Chapter 7 of the Bankruptcy Code provides for liquidation—the sale of the debtor’s nonexempt property and the distribution of the proceeds to creditors. A chapter 7 bankruptcy case does not involve the filing of a plan of repayment as in chapter 13.
Instead, the bankruptcy trustee gathers and sells the debtor's nonexempt assets and uses the proceeds of such assets to pay holders of claims (creditors) in accordance with the provisions of the Bankruptcy Code. Part of the debtor's property may be subject to liens and mortgages that pledge the property to other creditors.
In addition, the Bankruptcy Code will allow the debtor to keep certain "exempt" property; but a trustee will liquidate the debtor's remaining assets. Accordingly, potential debtors should realize that the filing of a petition under chapter 7 may result in the loss of property.
In Tennessee, Chapter 7 bankruptcy is a legal process that allows individuals to discharge their debts by liquidating assets that are not protected by exemption laws. When a debtor files for Chapter 7, they are not required to submit a repayment plan as they would in a Chapter 13 bankruptcy. Instead, a bankruptcy trustee is appointed to oversee the sale of the debtor's nonexempt property. The proceeds from the sale are then distributed to creditors according to the rules set out in the Bankruptcy Code.
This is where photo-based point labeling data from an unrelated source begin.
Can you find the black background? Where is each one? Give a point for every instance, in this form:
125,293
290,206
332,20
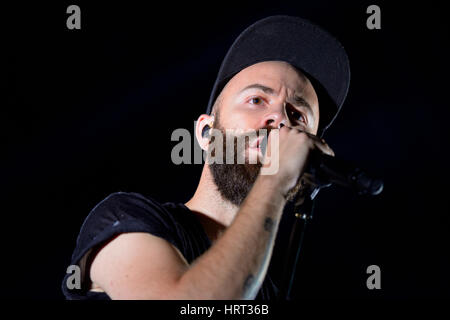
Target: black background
89,112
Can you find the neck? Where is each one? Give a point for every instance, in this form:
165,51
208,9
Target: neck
215,213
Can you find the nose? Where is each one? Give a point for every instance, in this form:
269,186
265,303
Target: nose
275,119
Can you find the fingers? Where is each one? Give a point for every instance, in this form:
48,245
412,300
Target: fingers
317,142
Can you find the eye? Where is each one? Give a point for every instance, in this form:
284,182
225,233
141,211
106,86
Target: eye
297,116
256,100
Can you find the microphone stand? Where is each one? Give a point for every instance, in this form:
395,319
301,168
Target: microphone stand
303,212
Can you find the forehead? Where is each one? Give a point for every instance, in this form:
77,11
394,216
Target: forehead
276,74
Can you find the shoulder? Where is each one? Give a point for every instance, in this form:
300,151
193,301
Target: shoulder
124,212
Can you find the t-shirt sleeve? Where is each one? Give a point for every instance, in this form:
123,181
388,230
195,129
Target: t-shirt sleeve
118,213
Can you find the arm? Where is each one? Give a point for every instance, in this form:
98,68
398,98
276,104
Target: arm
141,266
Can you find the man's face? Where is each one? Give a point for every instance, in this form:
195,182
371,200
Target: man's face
267,93
260,96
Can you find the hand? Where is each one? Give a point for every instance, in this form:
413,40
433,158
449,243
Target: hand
294,148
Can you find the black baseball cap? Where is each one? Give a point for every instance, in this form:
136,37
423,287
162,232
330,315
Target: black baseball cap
300,43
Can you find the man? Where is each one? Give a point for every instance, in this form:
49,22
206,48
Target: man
282,73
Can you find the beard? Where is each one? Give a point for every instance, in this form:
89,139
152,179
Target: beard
234,181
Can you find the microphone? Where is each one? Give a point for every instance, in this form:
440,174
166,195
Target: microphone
327,169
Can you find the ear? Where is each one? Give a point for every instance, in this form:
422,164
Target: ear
202,122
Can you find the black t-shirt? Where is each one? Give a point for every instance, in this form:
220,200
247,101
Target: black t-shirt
131,212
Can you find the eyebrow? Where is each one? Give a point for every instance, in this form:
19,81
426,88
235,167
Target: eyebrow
297,100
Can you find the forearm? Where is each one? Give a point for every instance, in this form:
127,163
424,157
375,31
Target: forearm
235,266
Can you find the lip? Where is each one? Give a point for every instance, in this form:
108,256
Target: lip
256,143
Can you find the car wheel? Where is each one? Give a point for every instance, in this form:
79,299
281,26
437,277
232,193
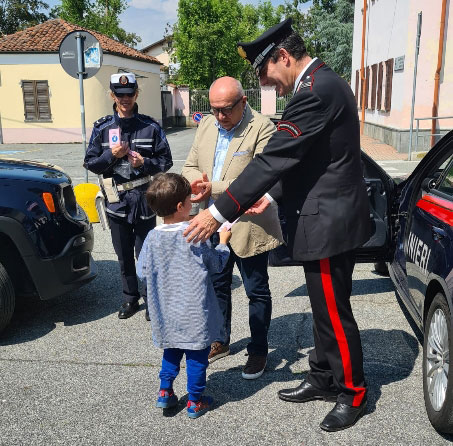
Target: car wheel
437,388
7,298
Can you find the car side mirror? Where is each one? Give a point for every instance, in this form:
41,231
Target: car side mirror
428,184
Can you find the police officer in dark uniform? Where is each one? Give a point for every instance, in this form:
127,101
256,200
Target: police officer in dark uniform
125,149
311,166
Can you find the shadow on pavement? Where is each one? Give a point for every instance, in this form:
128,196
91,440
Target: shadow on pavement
389,356
34,318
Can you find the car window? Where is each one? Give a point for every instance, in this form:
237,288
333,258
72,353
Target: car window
446,184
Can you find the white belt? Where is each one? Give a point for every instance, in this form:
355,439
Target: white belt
133,184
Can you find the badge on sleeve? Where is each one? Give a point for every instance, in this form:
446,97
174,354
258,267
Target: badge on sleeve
289,127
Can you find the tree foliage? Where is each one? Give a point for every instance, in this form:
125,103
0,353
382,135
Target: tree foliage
98,15
16,15
205,36
205,39
327,29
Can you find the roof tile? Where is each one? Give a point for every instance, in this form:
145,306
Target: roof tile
47,36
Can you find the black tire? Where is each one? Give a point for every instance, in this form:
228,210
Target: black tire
440,411
7,298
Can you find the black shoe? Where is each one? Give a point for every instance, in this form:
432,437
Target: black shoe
343,416
128,309
306,392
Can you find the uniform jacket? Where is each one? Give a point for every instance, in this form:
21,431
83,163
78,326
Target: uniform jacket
312,163
251,235
146,137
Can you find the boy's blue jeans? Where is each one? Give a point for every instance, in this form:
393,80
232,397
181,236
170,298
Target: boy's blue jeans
196,365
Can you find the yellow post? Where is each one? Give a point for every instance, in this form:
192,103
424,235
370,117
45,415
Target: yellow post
86,197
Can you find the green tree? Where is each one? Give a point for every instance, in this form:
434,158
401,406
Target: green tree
16,15
98,15
327,29
205,39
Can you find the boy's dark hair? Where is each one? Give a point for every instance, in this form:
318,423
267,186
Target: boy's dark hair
166,191
295,46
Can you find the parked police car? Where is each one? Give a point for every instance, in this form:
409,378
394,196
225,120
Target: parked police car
414,234
45,237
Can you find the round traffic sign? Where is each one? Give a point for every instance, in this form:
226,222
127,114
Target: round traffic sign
197,116
91,57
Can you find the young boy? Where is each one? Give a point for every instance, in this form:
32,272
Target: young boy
183,308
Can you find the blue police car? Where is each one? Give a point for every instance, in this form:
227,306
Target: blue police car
413,232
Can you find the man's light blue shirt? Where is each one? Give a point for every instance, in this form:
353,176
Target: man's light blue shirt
223,142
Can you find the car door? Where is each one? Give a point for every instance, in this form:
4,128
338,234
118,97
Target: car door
381,190
429,236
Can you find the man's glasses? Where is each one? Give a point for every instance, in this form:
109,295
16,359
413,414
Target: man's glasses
225,110
121,95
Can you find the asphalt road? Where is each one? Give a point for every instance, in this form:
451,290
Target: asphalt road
72,373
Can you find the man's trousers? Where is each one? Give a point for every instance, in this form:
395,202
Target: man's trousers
336,363
255,278
126,239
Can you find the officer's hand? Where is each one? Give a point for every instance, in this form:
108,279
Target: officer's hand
259,207
201,188
135,159
120,150
225,236
201,227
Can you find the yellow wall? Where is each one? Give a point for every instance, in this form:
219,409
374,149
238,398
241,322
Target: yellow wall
65,101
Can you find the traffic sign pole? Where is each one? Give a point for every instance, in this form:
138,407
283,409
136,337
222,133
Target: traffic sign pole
80,72
81,57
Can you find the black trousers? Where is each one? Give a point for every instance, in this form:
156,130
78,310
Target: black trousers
336,362
126,239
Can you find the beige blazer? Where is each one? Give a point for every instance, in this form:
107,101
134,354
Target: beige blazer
251,235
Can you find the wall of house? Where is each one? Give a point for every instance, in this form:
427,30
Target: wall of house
391,32
64,96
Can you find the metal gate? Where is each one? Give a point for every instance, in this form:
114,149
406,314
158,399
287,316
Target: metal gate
167,108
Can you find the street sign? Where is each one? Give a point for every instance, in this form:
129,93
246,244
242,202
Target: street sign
399,64
197,116
92,54
81,57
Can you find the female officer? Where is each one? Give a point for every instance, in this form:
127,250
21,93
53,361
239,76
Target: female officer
125,149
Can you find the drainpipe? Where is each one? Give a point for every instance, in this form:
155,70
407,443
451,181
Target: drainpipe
362,67
438,69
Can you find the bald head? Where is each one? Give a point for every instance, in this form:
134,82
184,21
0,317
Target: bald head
227,100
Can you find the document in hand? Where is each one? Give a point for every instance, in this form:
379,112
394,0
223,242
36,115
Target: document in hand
227,225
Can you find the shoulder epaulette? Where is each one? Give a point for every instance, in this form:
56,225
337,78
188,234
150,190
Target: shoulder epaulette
307,83
102,120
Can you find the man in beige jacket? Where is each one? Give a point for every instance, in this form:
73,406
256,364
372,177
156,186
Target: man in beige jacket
224,144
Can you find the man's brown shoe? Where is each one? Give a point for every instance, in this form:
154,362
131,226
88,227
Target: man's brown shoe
218,350
254,367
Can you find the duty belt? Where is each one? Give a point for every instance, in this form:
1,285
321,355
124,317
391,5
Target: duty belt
133,184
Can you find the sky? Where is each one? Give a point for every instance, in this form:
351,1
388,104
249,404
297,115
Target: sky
148,18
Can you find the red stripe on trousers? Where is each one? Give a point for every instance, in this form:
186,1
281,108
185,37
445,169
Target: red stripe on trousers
339,332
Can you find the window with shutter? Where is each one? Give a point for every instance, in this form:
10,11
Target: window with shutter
357,80
379,92
373,86
367,85
388,85
36,101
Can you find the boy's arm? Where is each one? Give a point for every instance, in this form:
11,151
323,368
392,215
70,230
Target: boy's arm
216,258
141,263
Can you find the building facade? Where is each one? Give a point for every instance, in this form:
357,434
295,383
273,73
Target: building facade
389,59
40,102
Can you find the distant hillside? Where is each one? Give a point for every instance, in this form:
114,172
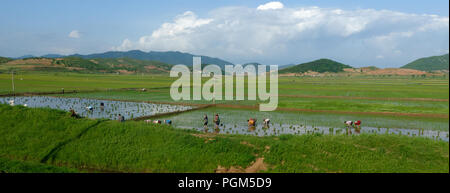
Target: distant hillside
321,65
165,57
430,63
4,59
77,64
283,66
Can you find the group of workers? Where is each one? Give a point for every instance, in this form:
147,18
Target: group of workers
168,122
353,124
251,122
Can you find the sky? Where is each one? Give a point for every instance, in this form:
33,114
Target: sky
381,33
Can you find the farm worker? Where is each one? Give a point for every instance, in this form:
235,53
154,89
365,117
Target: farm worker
217,120
358,126
251,122
348,123
266,122
73,113
205,121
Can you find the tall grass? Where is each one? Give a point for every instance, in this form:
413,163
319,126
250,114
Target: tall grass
50,137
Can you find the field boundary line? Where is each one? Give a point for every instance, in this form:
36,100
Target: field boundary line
366,98
171,113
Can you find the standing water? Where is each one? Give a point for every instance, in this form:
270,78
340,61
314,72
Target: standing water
92,108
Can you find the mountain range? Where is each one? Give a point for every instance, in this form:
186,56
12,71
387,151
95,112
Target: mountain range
432,63
158,62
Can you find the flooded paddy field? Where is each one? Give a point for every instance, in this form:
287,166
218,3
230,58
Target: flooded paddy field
235,122
110,109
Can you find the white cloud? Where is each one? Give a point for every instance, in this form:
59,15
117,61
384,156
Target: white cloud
271,5
300,34
74,34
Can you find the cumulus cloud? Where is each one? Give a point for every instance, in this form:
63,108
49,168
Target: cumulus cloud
292,35
74,34
271,5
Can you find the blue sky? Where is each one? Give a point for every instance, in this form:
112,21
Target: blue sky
224,28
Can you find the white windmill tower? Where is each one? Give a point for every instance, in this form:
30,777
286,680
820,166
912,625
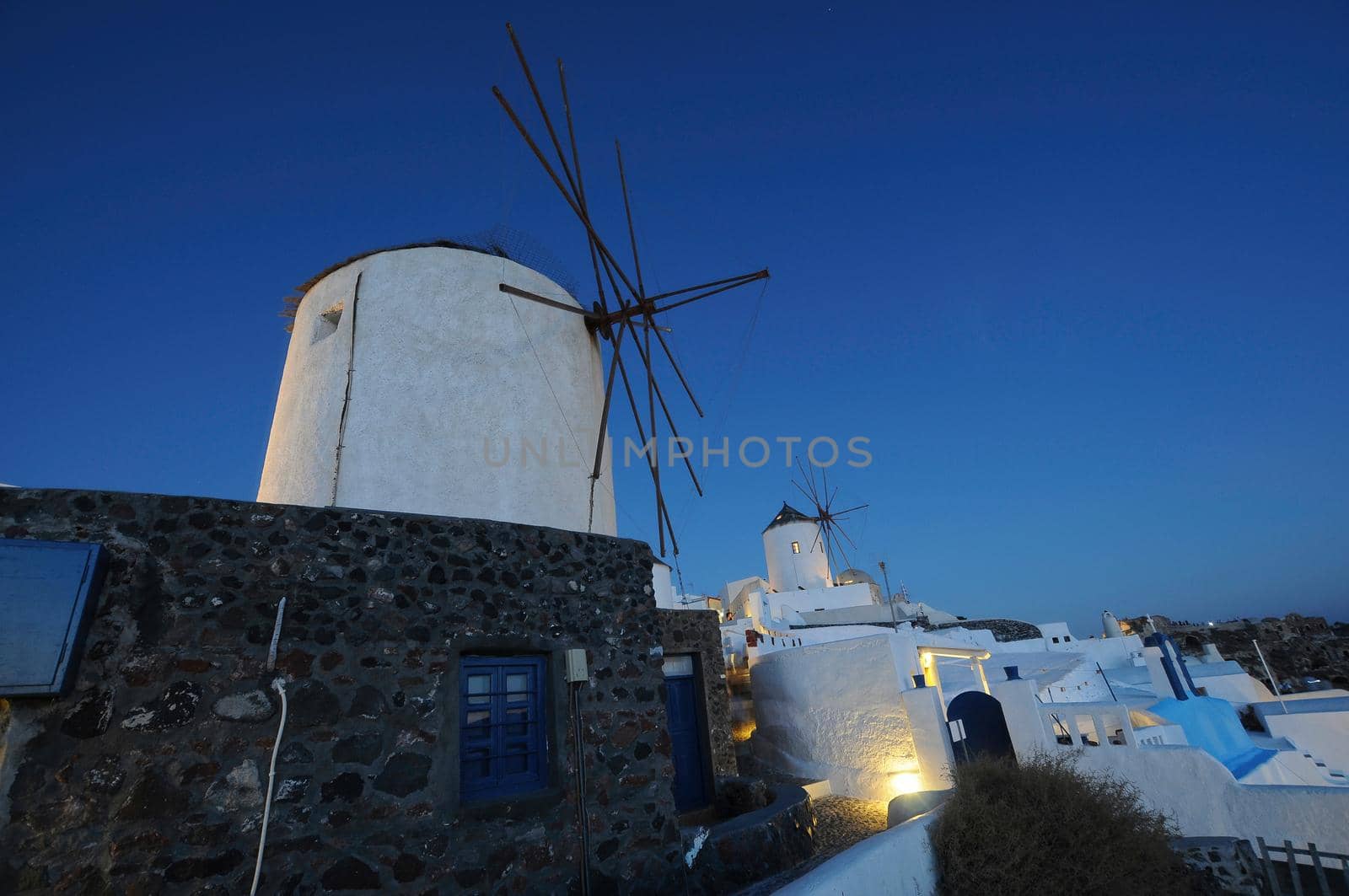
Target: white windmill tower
415,377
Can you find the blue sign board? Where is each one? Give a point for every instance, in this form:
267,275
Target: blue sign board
47,593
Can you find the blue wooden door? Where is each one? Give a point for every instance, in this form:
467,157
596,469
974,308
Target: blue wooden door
685,730
985,727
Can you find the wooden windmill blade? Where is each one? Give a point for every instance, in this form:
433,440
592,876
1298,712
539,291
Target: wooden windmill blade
633,309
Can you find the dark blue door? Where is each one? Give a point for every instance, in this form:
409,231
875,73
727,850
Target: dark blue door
985,727
685,736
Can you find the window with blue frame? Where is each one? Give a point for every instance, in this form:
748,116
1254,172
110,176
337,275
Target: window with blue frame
503,743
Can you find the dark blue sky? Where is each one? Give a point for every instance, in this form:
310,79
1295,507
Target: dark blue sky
1079,271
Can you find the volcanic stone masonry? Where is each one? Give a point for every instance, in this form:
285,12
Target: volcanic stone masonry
150,775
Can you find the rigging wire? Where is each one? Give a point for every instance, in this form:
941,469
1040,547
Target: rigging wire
730,394
563,413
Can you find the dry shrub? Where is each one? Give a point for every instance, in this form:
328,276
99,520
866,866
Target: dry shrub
1047,828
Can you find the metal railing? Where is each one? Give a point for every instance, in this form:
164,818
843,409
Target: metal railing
1292,855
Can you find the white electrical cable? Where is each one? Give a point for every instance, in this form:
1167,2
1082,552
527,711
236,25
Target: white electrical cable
280,686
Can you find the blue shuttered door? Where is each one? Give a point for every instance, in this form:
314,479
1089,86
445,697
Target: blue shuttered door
685,743
501,716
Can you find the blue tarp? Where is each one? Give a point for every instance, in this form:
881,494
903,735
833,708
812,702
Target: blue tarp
1213,727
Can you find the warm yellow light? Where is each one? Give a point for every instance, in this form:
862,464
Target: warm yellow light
906,783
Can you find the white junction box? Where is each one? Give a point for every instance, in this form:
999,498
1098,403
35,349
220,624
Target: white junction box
577,669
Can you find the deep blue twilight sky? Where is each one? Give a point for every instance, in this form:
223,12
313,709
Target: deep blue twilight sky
1079,271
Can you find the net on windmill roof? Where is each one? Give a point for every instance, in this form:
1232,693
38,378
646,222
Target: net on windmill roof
499,240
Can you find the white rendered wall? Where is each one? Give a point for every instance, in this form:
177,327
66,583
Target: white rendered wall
1205,801
834,711
899,861
1322,734
786,570
444,378
820,598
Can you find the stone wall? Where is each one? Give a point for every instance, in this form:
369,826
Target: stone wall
150,776
752,846
701,632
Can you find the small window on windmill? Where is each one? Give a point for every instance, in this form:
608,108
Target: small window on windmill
47,593
327,321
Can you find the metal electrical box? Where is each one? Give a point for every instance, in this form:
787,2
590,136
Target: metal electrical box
577,668
47,594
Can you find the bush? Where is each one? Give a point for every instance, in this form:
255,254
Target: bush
1047,828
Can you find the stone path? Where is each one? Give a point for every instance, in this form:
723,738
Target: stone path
840,822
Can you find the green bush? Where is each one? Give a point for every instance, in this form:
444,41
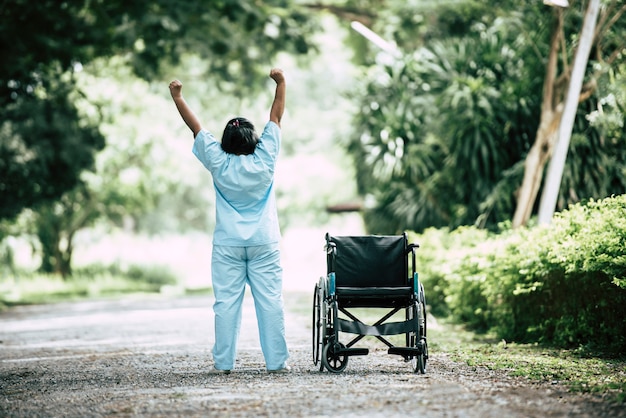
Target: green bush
563,284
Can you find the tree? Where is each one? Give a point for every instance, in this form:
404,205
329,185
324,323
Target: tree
607,49
44,146
443,133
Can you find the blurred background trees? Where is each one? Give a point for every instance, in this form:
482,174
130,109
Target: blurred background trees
444,130
437,130
48,145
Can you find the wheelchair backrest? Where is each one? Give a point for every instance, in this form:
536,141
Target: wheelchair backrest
369,261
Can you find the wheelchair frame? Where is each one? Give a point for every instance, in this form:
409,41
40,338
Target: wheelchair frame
329,300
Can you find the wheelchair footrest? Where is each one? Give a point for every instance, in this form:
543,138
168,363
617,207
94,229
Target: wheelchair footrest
405,351
353,351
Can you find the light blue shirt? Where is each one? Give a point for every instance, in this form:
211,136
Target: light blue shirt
245,207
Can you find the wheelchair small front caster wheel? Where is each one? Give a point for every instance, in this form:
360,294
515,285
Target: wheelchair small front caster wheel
334,363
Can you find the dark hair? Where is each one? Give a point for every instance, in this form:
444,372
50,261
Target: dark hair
239,137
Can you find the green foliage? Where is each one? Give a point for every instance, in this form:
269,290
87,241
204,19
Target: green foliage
90,281
444,130
44,144
561,285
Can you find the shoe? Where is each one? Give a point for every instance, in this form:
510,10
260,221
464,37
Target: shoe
285,369
216,370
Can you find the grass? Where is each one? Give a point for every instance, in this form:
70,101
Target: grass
581,371
40,288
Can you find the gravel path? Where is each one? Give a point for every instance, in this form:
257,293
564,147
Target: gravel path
151,357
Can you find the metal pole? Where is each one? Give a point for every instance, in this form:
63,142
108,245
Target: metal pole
552,185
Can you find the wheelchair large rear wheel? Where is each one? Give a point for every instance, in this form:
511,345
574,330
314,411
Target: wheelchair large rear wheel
318,325
334,363
417,339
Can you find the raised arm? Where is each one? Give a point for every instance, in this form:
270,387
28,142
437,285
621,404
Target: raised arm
278,106
176,90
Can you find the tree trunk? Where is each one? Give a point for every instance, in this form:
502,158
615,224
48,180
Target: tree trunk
547,133
536,160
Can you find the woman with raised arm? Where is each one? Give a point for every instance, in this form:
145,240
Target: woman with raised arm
247,235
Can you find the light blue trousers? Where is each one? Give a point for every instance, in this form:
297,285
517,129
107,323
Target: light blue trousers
259,267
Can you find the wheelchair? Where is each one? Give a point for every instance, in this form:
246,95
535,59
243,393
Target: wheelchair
369,272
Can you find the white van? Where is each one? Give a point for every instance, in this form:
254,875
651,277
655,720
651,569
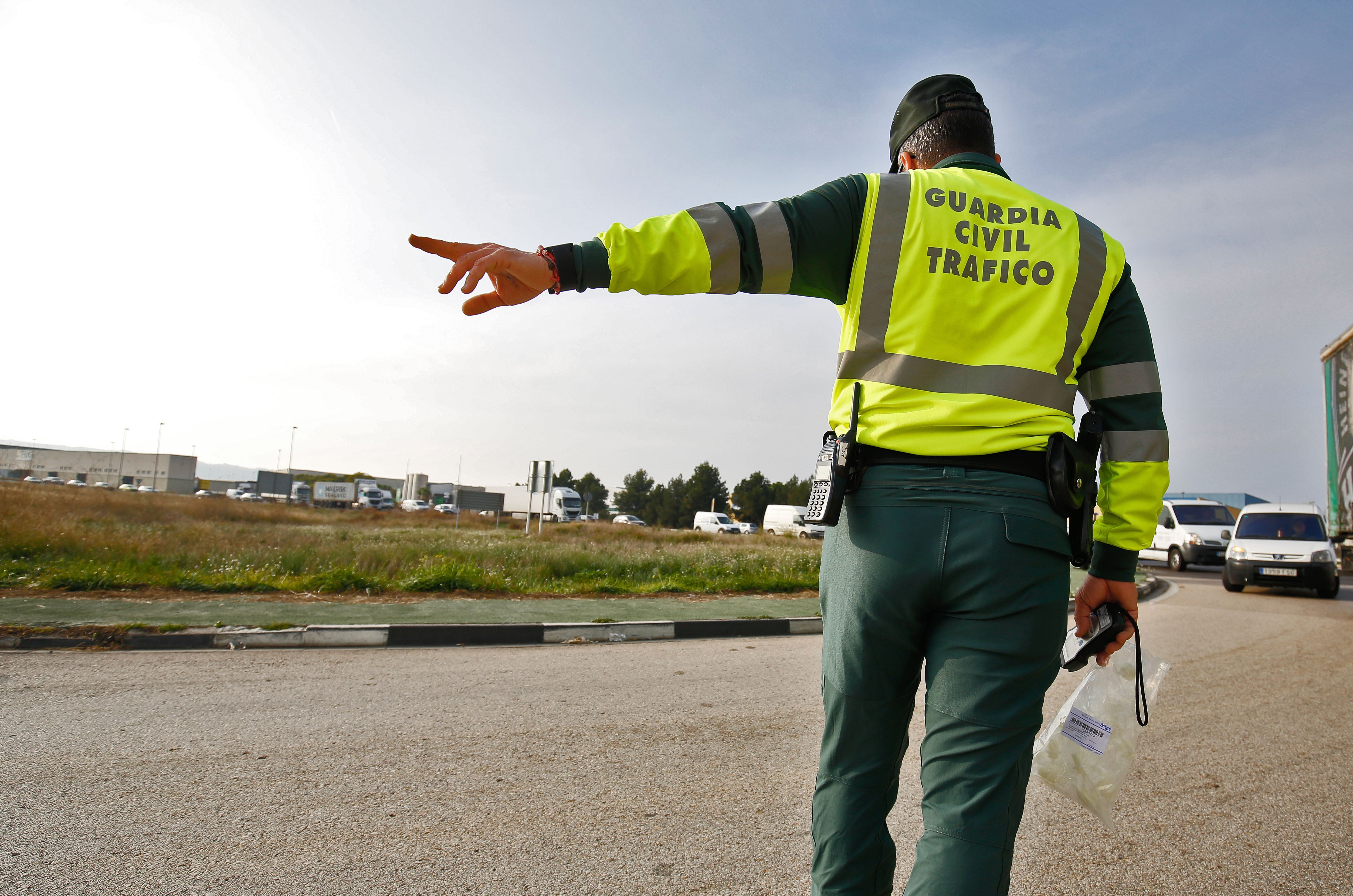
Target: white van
788,519
716,523
1282,546
1191,531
It's important to note that certain assets may be secured by liens or mortgages, meaning they are pledged to specific creditors and may not be available for liquidation by the trustee. Tennessee has its own set of exemptions that determine which of the debtor's assets are protected from being sold in the bankruptcy. Debtors considering Chapter 7 should be aware that while it can provide relief from debt, it may also result in the loss of property that is not covered by exemptions.